An examination of that text and the plain meaning of its words clearly reveals the explicitly religious purpose motivating the amendment to the Pledge. The words “under God” are undeniably religious, and the addition to the Pledge of Allegiance of words with so plain a religious meaning cannot be said, simply because it might assist the majority in obtaining its objective, to be for a purpose that is predominantly secular. The words certainly were not inserted for the purpose of “reinforc[ing] the idea that our nation is founded upon the concept of a limited government.” As I have stated earlier in this dissent and as I reiterate here, the suggestion by the majority that the purpose of inserting the phrase “under God” into the Pledge was to remind us that we have a “limited government” finds no support in the record and is wholly without merit.

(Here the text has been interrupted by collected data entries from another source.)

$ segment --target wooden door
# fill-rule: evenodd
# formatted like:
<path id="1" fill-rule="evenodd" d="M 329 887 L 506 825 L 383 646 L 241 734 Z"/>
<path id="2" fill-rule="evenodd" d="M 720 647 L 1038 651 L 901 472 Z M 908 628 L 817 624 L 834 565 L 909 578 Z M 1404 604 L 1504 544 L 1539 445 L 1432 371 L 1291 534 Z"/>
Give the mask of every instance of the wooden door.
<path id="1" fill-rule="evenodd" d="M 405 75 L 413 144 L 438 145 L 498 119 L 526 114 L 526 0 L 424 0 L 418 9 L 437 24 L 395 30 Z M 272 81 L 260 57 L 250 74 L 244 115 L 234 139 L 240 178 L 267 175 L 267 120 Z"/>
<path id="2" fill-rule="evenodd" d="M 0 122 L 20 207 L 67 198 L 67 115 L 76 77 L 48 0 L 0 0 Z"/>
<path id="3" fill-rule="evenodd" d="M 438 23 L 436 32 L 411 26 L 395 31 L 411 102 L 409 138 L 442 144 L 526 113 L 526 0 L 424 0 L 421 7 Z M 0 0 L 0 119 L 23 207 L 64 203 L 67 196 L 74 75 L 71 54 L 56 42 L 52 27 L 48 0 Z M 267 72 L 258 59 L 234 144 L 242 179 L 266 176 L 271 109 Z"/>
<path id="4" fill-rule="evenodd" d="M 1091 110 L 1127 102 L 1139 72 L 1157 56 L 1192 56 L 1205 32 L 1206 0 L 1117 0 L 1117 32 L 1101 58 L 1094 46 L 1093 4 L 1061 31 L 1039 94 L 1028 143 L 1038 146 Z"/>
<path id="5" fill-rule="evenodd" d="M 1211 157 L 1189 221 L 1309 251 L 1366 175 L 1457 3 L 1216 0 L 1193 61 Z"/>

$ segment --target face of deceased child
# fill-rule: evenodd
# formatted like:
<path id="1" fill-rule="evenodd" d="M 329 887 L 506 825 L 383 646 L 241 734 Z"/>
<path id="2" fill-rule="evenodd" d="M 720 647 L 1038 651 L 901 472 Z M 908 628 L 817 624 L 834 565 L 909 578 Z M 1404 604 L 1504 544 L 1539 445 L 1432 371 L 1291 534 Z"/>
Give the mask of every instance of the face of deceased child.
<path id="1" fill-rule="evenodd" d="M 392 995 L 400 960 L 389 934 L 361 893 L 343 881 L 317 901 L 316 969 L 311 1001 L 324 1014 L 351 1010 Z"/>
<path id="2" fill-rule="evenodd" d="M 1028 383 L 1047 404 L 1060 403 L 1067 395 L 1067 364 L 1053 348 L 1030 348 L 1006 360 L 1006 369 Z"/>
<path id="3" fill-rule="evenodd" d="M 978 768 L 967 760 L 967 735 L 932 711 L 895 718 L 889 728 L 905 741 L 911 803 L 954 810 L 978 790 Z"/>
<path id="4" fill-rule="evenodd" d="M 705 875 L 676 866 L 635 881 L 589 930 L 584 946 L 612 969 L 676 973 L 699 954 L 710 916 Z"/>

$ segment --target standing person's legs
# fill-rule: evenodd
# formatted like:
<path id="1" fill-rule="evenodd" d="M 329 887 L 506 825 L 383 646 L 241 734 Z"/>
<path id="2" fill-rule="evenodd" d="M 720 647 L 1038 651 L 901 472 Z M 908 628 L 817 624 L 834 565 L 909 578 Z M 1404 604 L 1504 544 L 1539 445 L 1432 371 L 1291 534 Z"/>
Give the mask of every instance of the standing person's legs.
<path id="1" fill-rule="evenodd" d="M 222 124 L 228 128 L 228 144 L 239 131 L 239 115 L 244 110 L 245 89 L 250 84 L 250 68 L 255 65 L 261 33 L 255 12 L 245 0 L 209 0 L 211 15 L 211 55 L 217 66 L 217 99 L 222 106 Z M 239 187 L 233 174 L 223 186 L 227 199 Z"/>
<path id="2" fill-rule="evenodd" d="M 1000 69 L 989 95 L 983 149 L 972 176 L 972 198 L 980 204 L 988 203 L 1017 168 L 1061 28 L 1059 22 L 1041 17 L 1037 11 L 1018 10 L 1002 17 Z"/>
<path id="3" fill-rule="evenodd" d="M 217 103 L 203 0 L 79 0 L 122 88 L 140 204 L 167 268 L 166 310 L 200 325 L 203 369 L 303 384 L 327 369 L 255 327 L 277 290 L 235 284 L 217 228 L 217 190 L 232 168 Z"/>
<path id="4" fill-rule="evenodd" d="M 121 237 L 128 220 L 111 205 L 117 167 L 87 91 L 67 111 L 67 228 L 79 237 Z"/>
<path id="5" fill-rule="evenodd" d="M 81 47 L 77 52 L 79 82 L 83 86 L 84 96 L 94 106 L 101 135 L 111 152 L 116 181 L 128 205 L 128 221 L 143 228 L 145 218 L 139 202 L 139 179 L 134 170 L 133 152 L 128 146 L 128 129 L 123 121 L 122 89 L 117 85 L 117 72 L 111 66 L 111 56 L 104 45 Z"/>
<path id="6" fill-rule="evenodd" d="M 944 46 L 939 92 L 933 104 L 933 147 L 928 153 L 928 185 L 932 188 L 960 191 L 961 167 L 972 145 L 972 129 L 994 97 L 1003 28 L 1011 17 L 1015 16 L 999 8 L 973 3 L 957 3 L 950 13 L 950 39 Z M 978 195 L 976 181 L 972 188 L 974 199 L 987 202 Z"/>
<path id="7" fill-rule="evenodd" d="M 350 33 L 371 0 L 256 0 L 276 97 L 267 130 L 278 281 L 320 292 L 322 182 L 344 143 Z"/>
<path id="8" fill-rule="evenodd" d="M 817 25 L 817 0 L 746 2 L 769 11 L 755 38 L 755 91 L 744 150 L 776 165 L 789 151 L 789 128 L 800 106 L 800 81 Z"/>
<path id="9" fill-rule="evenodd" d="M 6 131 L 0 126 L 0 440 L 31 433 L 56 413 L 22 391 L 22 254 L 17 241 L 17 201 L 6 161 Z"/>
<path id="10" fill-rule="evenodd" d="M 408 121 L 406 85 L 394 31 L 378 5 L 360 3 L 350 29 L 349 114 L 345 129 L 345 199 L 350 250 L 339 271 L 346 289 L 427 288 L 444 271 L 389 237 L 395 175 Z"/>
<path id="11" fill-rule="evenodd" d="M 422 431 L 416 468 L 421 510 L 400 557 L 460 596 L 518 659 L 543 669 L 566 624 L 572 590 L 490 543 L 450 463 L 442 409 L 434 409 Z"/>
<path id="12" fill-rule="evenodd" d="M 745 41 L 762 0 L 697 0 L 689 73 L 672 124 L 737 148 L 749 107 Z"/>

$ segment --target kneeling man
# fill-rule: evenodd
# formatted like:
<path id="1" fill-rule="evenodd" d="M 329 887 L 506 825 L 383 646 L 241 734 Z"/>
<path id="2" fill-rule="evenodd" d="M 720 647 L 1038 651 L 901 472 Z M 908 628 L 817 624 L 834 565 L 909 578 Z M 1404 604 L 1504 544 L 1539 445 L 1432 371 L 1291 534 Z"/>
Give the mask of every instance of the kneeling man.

And why is it that the Majority Opinion is pretending that this case is about the effect of the entire Pledge rather than the two-word phrase that is clearly at issue? To avoid the obvious. Here's what would have followed from honest and competent jurisprudence (again, this is from the Dissent):

[The earlier U.S. Supreme Court case of Wallace v. Jaffree, 472 U.S. 38 (1984)] explicitly requires us to compare the original statute to the amended form and to examine what the amendment has added. Where the addition is religious, the addition must be invalidated. Here, Wallace unquestionably requires us to strike down as unconstitutional the state-directed, teacher-led daily recitation of the “under God” language in the Pledge of Allegiance in the public schools. Omitting the two words added by the 1954 amendment and returning to the recitation of the secular version of the Pledge that was used in public schools for decades prior to the adoption of the amendment would cure the violation of the Establishment Clause at issue here.

Newdow v. Rio Linda would seem to suggest two things to those who take the logic of the Majority Opinion seriously. First of all, stare decisis is the sacred foundation of our entire legal system--except when it is not (for instance, when the Newdow Court intentionally skates around the Wallace decision), and that the principle of stare decisis can be cavalierly switched on and off by an appellate judge. Second, it’s time to revoke the tax-exempt status of all churches that talk about “God” because such talk is no longer religious. The bottom line, though, is that Newdow is simply the latest in a long line of dishonest Pledge of Allegiance decisions. For example, see this earlier post on the federal district court case of Freedom from Religion Foundation v. The Hanover School District, where the Court claimed that making the children recite the Pledge each day is for the purpose of "teaching them history."